In case you hadn’t heard, metalcore legends Deadguy are back with their first new music in almost 30 years. It’s an album called ‘Near-Death Travel Services’, and some people have said “it’s like they’ve never been away.” That, frankly, is bullshit, and should be abundantly clear to anyone with ears to hear. Instead, Deadguy (Aliveguy?) manage to buck the reformed-punk-bands-sucking trend not by recapturing their youth, but tapping into the rage and frustration of where they are now

This isn’t to say that things aren’t still caustic as all fuck – we’re just not talking ‘Fixation On A Co-worker’ pt.2.  From the opening salvo of ‘Kill Fee’ on in, there is precious little by way of let-up or politeness, the quintet going at it full tilt as though their lives depended on it. While the volatile mix remains the same – the hotwired awkwardness of Black Flag; mangled noise-rock stumps; a weird predilection for the off-kilter that suggests Die Kreuzen or Voivod – some of their feral energy has been reined in. Things are now more directable, more understood, and less likely to blow your arm off before you can get clear of the blast zone. There’s a chunky, chugginess to the guitar parts that hints at sludge metal, the ooze helping to lubricate the band’s cruel gears rather than gum them up or bring them clanking to a halt. 

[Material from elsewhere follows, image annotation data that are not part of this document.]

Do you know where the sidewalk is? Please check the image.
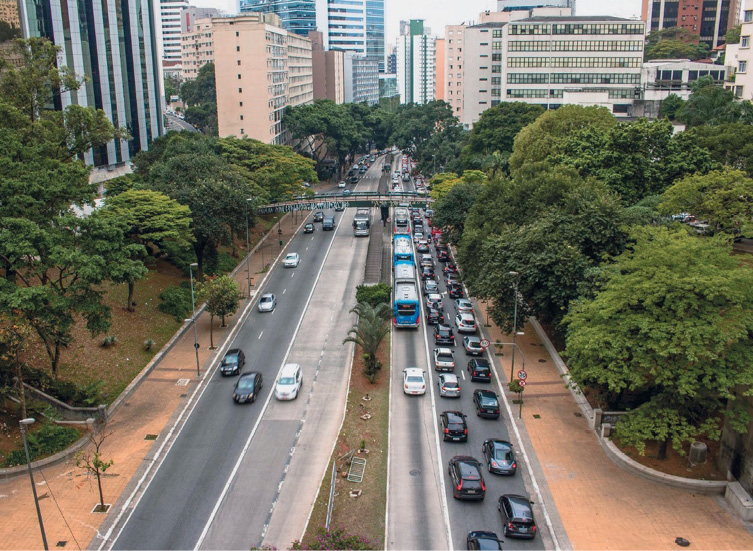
[478,303,753,549]
[0,215,304,549]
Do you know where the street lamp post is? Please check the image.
[18,417,49,551]
[508,272,525,382]
[188,262,201,377]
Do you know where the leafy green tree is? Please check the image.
[510,105,617,174]
[103,189,193,312]
[659,168,753,237]
[565,227,753,457]
[343,302,392,384]
[197,275,243,348]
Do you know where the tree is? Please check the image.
[659,168,753,237]
[197,275,242,348]
[75,421,114,513]
[565,227,753,456]
[103,189,193,312]
[343,302,392,384]
[510,105,617,174]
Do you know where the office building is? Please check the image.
[212,13,314,144]
[159,0,189,64]
[309,31,345,103]
[240,0,317,36]
[641,0,740,49]
[19,0,164,166]
[397,19,438,103]
[724,0,753,101]
[343,52,379,105]
[502,16,645,116]
[180,18,214,80]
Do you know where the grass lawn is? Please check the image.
[303,337,390,549]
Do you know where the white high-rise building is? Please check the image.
[159,0,189,65]
[397,19,437,103]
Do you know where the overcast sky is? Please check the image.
[189,0,641,44]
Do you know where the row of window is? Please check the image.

Tim Singer still sounds reliably deranged. His contribution is the make-or-break factor here, the frontman pouring in all manner of psychoses like bloody chum bucketed into the churning, shark-infested waters of the band’s music. He spends the album’s duration sounding breathless and outraged, caught somewhere between a panic attack and a spit-flecked monologue that’s been bottled up for far too long. He speak-shouts his way through a towering catalogue of ills, berating everyone from workplace connivers to moronic, big-mouthed opinion-havers while disbelievingly pointing out the crumbling state of the world around us and the role we’ve all had to play in its beshittedness. The concerns might be more considered and informed by a later stage in life than many punkers will yet have reached, but they’re nonetheless delivered with a sense of white-hot fury and frustration that’s capable of burning you to a shadow whether you’re 15 or 50. 

It would be easy to sign this off with something trite like “it’s good to have them back” or “this is the record we need right now.” Instead, it’s not, and the only reason we might need a band like Deadguy to provide us with an album like ‘Near-Death Travel Services’  is because we have so comprehensively screwed the pooch as a species. So, we are where we are and we get what we deserve. And what we deserve is to be told, in no uncertain terms, what craven fucking idiots we all are for collectively working towards our own thoroughly avoidable doom.